Category Archives: Holiday

Be It Resolved

At last, 2013 comes to a close. Some who know me know this has been a very rough year. Overall there is no end to my blessings, though. Family, friends, near and far, all are always in mind and heart.

But there is one thing I find so annoying, that I tend to shirk every social post and comment about it.

NEW YEAR’S RESOLUTIONS!!!

Don’t get me wrong. I do like to socialize and have fun and watch fireworks and ring in the New Year. Out with the old, in with the new, right? (Which reminds me: I need to go through my closet and downsize.) But every time January rolls around, everyone asks me the same thing: What’s your New Year’s resolution?? Why, WHY, WHY do I need to make any?

2014

I like food. I like drink. I fit into my clothes. I love and take care of my family. I take care of my health. I call my folks. I keep in touch with friends. In short, I do everything that covers most resolutions, including staying out of jail, and carrying bail money for those who don’t. So no, I won’t be making any resolutions any more. I am better off correcting myself throughout the year than piling everything on at once.
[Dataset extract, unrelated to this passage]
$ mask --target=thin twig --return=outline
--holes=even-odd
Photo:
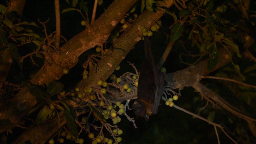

Besides, there’s always Lent for that 😀


Good Tidings!

It’s Christmas Eve Eve!! And I am excited because I just LOVE to run around like a stormtrooper at a rebel firing range.

stormtrooper christmas 1

I have ONE MORE DAY to get everything organized and wrapped and shipped out and stuff cooked and baked and call people and go around the neighborhood dropping off goodies and packing and cleaning and dusting and clearing out empty boxes and making sure that Santa can find his way from the chimney to the tree with no dog obstacles.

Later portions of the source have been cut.